Another top priority will be to adopt a new Integrated Resource Plan. This plan will take a long-term look at multiple potential future scenarios based on the uncertainties we face, and will chart a course for our water supply development and capital planning.
Finally, we will be finalizing and implementing our Colorado River Cooperative Agreement with the West Slope, initiating the Water, Infrastructure and Supply Efficiency (WISE) project with Aurora and South Metro, and completing the permitting process for our Gross Reservoir enlargement project.
When you were the lead negotiator on the Colorado River Compact for Colorado, what were the most interesting issues and how did you work through them?

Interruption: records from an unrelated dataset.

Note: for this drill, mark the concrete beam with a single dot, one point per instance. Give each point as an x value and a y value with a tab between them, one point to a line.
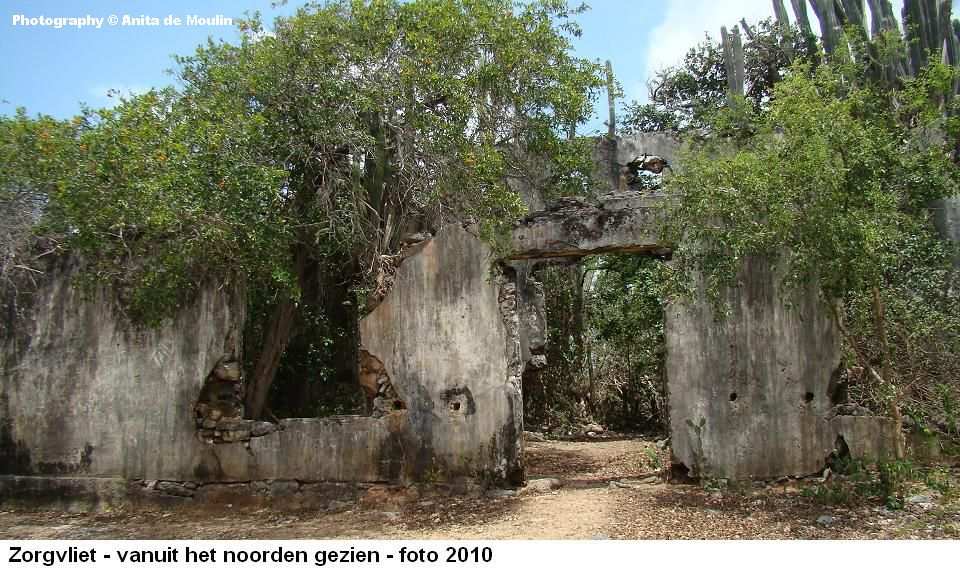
573	227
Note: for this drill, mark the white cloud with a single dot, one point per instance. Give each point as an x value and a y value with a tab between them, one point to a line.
686	21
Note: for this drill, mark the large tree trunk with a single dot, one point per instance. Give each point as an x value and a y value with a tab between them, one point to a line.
275	340
879	318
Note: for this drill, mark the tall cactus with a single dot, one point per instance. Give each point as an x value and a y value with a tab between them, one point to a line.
826	12
855	13
800	12
733	60
783	19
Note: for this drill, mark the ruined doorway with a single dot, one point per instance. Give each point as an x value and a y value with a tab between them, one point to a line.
600	360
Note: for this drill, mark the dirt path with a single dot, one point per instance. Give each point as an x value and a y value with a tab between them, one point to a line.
604	493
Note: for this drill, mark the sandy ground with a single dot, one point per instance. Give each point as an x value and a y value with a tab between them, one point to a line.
606	492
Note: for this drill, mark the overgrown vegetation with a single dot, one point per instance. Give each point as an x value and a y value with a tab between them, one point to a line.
296	162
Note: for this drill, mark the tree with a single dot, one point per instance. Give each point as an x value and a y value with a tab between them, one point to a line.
686	97
297	158
834	184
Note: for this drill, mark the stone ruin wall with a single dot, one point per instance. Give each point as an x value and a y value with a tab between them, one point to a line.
94	408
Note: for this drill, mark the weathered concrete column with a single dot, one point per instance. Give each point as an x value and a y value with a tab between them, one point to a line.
751	394
447	337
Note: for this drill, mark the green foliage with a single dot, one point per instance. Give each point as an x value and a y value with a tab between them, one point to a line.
855	481
685	98
317	143
605	346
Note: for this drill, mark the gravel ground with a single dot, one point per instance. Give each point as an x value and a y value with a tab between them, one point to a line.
606	491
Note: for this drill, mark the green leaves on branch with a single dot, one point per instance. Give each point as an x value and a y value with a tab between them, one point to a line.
326	138
831	179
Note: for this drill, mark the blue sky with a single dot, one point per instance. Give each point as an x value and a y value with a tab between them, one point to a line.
51	71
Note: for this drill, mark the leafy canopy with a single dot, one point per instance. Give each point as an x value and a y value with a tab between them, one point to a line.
325	139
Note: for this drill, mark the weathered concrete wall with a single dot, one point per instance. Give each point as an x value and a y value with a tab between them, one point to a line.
447	335
84	392
946	218
750	395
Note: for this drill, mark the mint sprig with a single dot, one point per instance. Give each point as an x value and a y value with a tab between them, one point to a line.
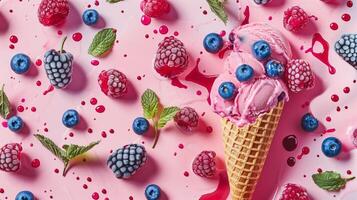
103	42
330	180
68	152
4	104
151	107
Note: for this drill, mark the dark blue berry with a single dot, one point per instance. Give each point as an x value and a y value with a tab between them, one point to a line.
140	125
15	124
20	63
309	123
244	72
90	17
331	147
70	118
227	90
274	69
261	50
25	195
213	43
152	192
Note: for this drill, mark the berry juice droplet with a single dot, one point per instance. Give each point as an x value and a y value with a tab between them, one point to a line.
145	20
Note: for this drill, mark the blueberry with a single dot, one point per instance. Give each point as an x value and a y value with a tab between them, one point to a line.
90	17
25	195
213	43
261	49
15	123
227	90
244	72
331	147
309	123
20	63
152	192
70	118
274	69
140	125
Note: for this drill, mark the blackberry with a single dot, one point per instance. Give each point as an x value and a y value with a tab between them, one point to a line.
58	66
346	47
125	161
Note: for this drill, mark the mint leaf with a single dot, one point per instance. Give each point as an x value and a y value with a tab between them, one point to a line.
4	104
150	104
217	8
330	181
167	115
103	42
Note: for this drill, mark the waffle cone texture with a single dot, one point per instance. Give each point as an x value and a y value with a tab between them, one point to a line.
246	149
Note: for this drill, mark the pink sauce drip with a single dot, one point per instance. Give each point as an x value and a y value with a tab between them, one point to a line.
323	56
222	191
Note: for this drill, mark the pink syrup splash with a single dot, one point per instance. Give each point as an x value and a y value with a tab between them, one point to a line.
222	191
323	56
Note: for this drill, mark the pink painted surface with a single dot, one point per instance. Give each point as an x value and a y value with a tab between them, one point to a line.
133	54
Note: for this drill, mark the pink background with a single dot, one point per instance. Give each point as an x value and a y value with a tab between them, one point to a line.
163	168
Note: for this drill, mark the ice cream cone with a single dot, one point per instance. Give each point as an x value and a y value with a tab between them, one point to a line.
246	149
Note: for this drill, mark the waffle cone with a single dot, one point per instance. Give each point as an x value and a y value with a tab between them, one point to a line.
246	149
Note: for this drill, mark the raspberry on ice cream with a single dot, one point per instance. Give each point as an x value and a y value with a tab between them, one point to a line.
171	57
10	157
113	83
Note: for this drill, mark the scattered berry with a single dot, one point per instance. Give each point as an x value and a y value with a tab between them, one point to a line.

I spent 10 years negotiating with the Department of the Interior, the seven basin states, and California water agencies toward a plan for California to reduce its dependency on using water in excess of its allocation from the Colorado River. As a result of those negotiations, in 2001, the California agencies adopted a plan to transfer 800,000 acre-feet of water from agricultural uses to municipal uses — the largest agricultural-to-urban transfer in history. Now, California is living within its allocation.
I then worked on the three-year negotiation process by which the Secretary of the Interior in 2007 adopted new operating guidelines for Lake Powell and Lake Mead. One of the most significant aspects of these guidelines was the new ability of water agencies in the lower basin states — Arizona, California and Nevada — to store conserved and imported water in Lake Mead for later use in the lower basin. This new flexibility for the lower basin states to solve their own water supply problems creates greater certainty for Colorado and the upper basin.
Working through these issues required a lot of face time, developing relationships and building trust. It also required some hard negotiations. Fortunately, the relationships among the leadership in the basin and with the federal government are such that we were able to achieve significant progress.
What’s something people might be surprised to know about your agency?
We are driven to be the best in everything we do, even when we’re having fun. Our water took second place in a national taste test. Our team placed first in the 2011 Dragon Boat Festival, and our runners consistently win team events at road races in the area.
What's one thing the federal government could do to help your agency?
It is critical that we are able to complete the implementation of our partnership with the West Slope through the implementation of the Colorado River Cooperative Agreement. The key to that will be the successful permitting of our Gross Reservoir enlargement project.
What’s the most significant project you’ve been involved with in your career?
I had the great fortune to be able to work with a wonderful group of people as executive director of the Colorado Department of Natural Resources. We negotiated the Platte River Recovery Agreement and the programmatic biological opinion for the Colorado River Recovery Program. We created the endangered species trust fund. We brought our use of the Arkansas River into compliance with the Supreme Court decree. We negotiated two historic agreements on the Colorado River. We protected large landscapes around the state through Great Outdoors Colorado. We passed a constitutional amendment that gave the State Land Board an enhanced long-term mission in its management of 3 million acres of state trust lands.
At Denver Water, I’m energized by that same sense of mission and purpose that I experienced at the Department of Natural Resources. We have hard work ahead, but exciting opportunities to sustain a vital service to a great metropolitan area.